Generalized Rosenfeld-Tarazona scaling and high-density specific heat of simple liquids

TL;DR

This paper generalizes the Rosenfeld-Tarazona scaling for the excess heat capacity of simple liquids, showing that the exponent varies with material and density, and proposing an adjustable parameter for better data description.

Contribution

It introduces a generalized RT scaling with a density- and material-dependent exponent for the excess heat capacity of simple liquids.

Findings

The exponent in RT scaling varies across different fluids and conditions.

A generalized scaling form with an adjustable exponent better fits experimental data.

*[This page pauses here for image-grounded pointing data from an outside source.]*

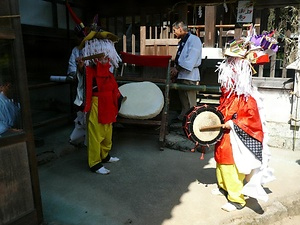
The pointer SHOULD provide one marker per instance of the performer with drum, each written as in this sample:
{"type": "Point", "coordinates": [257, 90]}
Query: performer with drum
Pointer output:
{"type": "Point", "coordinates": [242, 152]}
{"type": "Point", "coordinates": [187, 61]}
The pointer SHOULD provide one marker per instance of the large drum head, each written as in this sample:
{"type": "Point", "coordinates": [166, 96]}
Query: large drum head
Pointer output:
{"type": "Point", "coordinates": [199, 117]}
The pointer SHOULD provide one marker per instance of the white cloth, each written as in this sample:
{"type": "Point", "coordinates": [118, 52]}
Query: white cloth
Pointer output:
{"type": "Point", "coordinates": [190, 58]}
{"type": "Point", "coordinates": [246, 163]}
{"type": "Point", "coordinates": [72, 68]}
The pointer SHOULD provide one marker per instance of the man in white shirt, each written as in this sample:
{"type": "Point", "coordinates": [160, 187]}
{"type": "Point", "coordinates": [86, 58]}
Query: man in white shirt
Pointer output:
{"type": "Point", "coordinates": [187, 61]}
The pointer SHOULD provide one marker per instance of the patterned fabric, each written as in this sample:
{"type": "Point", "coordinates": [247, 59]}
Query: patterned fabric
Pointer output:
{"type": "Point", "coordinates": [251, 143]}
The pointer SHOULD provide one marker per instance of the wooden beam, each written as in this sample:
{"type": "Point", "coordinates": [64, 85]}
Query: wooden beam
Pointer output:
{"type": "Point", "coordinates": [210, 23]}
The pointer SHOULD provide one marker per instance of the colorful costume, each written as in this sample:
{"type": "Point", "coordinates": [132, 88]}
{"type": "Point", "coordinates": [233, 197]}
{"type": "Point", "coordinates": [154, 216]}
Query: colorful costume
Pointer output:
{"type": "Point", "coordinates": [101, 91]}
{"type": "Point", "coordinates": [242, 152]}
{"type": "Point", "coordinates": [102, 103]}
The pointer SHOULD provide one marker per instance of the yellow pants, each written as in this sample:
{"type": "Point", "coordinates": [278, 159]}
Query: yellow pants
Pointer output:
{"type": "Point", "coordinates": [231, 181]}
{"type": "Point", "coordinates": [99, 137]}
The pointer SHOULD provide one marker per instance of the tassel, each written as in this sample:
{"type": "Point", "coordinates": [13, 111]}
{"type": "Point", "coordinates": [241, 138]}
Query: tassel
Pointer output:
{"type": "Point", "coordinates": [73, 15]}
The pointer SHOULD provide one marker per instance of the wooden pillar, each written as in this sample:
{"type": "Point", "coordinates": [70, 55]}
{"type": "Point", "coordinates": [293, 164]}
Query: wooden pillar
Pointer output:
{"type": "Point", "coordinates": [210, 24]}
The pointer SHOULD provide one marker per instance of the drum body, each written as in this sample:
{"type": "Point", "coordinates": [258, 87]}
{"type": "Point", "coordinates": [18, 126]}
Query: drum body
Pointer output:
{"type": "Point", "coordinates": [199, 117]}
{"type": "Point", "coordinates": [144, 100]}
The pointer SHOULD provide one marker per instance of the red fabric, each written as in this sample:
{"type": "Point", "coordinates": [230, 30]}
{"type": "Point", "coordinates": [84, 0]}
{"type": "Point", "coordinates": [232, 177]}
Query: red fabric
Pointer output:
{"type": "Point", "coordinates": [146, 60]}
{"type": "Point", "coordinates": [247, 118]}
{"type": "Point", "coordinates": [108, 92]}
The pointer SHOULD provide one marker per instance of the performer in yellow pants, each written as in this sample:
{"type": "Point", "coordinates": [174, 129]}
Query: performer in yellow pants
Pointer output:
{"type": "Point", "coordinates": [99, 138]}
{"type": "Point", "coordinates": [230, 180]}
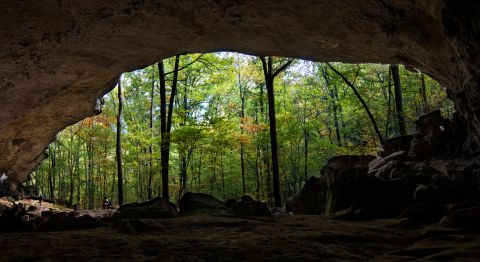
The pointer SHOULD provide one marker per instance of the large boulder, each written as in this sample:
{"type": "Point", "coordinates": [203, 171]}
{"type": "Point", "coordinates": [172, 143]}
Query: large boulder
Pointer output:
{"type": "Point", "coordinates": [436, 137]}
{"type": "Point", "coordinates": [347, 182]}
{"type": "Point", "coordinates": [5, 205]}
{"type": "Point", "coordinates": [64, 222]}
{"type": "Point", "coordinates": [311, 199]}
{"type": "Point", "coordinates": [137, 226]}
{"type": "Point", "coordinates": [201, 204]}
{"type": "Point", "coordinates": [157, 208]}
{"type": "Point", "coordinates": [247, 207]}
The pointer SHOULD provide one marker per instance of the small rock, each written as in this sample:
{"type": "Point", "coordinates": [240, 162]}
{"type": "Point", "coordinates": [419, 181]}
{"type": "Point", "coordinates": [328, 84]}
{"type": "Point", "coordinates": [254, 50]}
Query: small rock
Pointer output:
{"type": "Point", "coordinates": [200, 203]}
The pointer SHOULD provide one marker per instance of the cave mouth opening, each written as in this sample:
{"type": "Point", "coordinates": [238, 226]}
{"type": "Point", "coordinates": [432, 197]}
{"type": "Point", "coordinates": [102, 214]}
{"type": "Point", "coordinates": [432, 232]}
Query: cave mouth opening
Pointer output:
{"type": "Point", "coordinates": [220, 125]}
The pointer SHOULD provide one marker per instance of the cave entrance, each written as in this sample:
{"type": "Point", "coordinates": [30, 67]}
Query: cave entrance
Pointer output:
{"type": "Point", "coordinates": [220, 126]}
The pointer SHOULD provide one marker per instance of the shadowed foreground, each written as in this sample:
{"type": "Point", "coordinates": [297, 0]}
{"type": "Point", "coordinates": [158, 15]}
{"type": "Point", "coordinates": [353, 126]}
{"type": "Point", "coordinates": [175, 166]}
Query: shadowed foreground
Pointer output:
{"type": "Point", "coordinates": [197, 238]}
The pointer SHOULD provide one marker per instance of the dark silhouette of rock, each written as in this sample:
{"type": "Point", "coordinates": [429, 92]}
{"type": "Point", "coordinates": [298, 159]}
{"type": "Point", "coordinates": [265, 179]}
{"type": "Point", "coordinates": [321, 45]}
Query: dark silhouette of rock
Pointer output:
{"type": "Point", "coordinates": [311, 199]}
{"type": "Point", "coordinates": [425, 212]}
{"type": "Point", "coordinates": [200, 203]}
{"type": "Point", "coordinates": [247, 207]}
{"type": "Point", "coordinates": [136, 226]}
{"type": "Point", "coordinates": [62, 222]}
{"type": "Point", "coordinates": [464, 218]}
{"type": "Point", "coordinates": [396, 144]}
{"type": "Point", "coordinates": [348, 183]}
{"type": "Point", "coordinates": [157, 208]}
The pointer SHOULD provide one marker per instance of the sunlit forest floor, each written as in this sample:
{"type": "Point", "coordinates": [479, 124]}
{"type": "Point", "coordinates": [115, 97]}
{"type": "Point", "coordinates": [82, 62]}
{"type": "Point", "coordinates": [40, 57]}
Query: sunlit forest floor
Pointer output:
{"type": "Point", "coordinates": [291, 238]}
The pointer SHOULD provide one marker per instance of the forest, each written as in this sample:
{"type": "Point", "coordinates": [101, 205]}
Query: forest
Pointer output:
{"type": "Point", "coordinates": [229, 124]}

No universal exponent applies to all simple liquids, indicating material-specific behavior.

Abstract

The original Rosenfeld-Tarazona (RT) scaling of the excess energy in simple dense fluids predicts a $\propto T^{3/5}$ thermal correction to the fluid Madelung energy. This implies that the excess isochoric heat capacity scales as $C_{\rm v}^{\rm ex}\propto T^{-2/5}$. Careful examination performed in this paper demonstrates that the exponent $-2/5$ is not always optimal. For instance, in the Lennard-Jones fluid in some vicinity of the triple point, the exponent $-1/3$ turns out to be more appropriate. The analysis of the specific heat data in neon, argon, krypton, xenon, and liquid mercury reveals that no single value of the exponent exists, describing all the data simultaneously. Therefore we propose a generalized RT scaling in the form $C_{\rm v}^{\rm ex}\propto T^{-\alpha}$, where $\alpha$ is a density- and material-dependent adjustable parameter. The question concerning which material properties and parameters affect the exponent $\alpha$ and whether it can be predicted from general physical arguments requires further investigation.